Tanah Longsor di Kabupaten Gianyar Bali: 2 Meninggal, 1 Hilang

Wilayah kecamatan tersebut masih menunjukkan potensi hujan ringan hingga hujan petir.

Diterbitkan

on

Suara Pakar - Tanah Longsor di Kabupaten Gianyar Bali
Dua warga meninggal dunia dan satu lainnya hilang dalam peristiwa tanah longsor terjadi di Kabupaten Gianyar, Provinsi Bali, Kamis (25/11/2021). (Sumber: BNPB)

Suarapakar.com – Tanah longsor terjadi di Kabupaten Gianyar, Provinsi Bali, pada Kamis (25/11/2021), pukul 14.00 WIB. Kejadian ini mengakibatkan dua warga meninggal dunia dan satu lainnya masih dalam pencarian.

“Tim gabungan masih melakukan operasi pencarian di lokasi terjadinya longsoran,” kata Plt. Kepala Pusat Data, Informasi dan Komunikasi Kebencanaan BNPB, Abdul Muhari dalam keterangan tertulisnya, Jumat (26/11/2021).

Selain operasi pencarian, kata Muhari, Badan Penanggulangan Bencana Daerah (BPBD) Kabupaten Gianyar juga menginformasikan satu warga luka berat dan dua warga selamat dari peristiwa ini.

“Dua orang warga tersebut mendapatkan perawatan sementara di ambulans yang dioperasikan oleh Palang Merah Indonesai (PMI). Sedangkan warga luka berat telah dirujuk ke fasilitas kesehatan terdekat,” ungkapnya.

Tanah longsor tersebut, imbuh Muhari, terjadi setelah hujan lebat menguyur wilayah terdampak yang berada di tebing sekitar tepian sungai. Laporan BPBD menyebutkan korban merupakan rombongan yang berencana melakukan aktivitas rafting di Sungai Ayung Payangan.

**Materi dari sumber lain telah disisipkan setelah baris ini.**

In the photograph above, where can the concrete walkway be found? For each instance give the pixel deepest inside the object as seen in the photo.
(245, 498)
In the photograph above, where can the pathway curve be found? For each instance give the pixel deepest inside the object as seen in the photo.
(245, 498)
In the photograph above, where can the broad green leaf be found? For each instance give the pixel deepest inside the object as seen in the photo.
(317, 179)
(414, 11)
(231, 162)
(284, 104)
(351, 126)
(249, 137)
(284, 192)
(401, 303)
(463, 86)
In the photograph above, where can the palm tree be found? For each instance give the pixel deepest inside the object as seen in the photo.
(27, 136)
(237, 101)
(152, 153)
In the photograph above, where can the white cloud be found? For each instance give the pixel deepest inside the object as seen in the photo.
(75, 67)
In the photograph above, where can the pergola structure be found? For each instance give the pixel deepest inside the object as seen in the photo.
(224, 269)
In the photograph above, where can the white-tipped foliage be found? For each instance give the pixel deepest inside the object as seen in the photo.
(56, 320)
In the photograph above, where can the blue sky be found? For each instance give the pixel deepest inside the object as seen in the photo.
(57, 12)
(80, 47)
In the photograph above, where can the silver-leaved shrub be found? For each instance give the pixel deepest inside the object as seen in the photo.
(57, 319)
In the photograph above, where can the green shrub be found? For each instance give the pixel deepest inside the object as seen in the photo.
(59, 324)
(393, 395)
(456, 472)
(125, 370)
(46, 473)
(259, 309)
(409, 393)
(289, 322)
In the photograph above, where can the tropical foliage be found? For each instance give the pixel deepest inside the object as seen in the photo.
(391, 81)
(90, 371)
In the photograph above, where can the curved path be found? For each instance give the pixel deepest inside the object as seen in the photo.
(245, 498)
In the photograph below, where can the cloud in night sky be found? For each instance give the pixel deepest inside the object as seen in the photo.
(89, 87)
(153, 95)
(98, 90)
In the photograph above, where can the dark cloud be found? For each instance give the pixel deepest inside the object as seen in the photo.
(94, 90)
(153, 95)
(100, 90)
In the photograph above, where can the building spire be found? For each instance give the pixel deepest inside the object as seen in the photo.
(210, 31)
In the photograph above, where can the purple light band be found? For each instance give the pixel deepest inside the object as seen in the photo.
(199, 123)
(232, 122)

“Kaji cepat lapangan menyebutkan tinggi tebing yang mengalami longsor sekitar 100 meter. Kejadian ini berlangsung di wilayah Desa Melinggih Kelod, Kecamatan Payangan, Kabupaten Gianyar,” ucapnya.

https://bit.ly/kodesuarapakar

Baca juga: Longsor di Gayo Lues Aceh: 1 Warga Meninggal Dunia, 1 Hilang

BNPB Imbau Warga Kabupaten Gianyar Tetap Waspada

Upaya penyelamatan dan pertolongan, melibatkan tim gabungan berasal dari personel BPBD, Basarnas, TNI, Polri serta warga setempat. Saat melakukan proses pencarian, tim gabungan melakukan dengan hati-hati mengingat cuaca mendung di sekitar lokasi.

Melihat kondisi cuaca dalam dua hari ke depan, Muhari mengimbau para personel tim gabungan untuk tetap berhati-hati dalam melakukan pencarian korban. Pantauan di wilayah kecamatan tersebut masih menunjukkan potensi hujan ringan hingga hujan petir.

“Selain itu, BNPB mengimbau warga untuk hati-hati apabila melakukan aktivitas di sungai, seperti rafting atau susur sungai. Perhatikan kawasan hulu sungai apabila terjadi hujan, maka hindari aktivitas di bagian hilir sungai,” pungkasnya.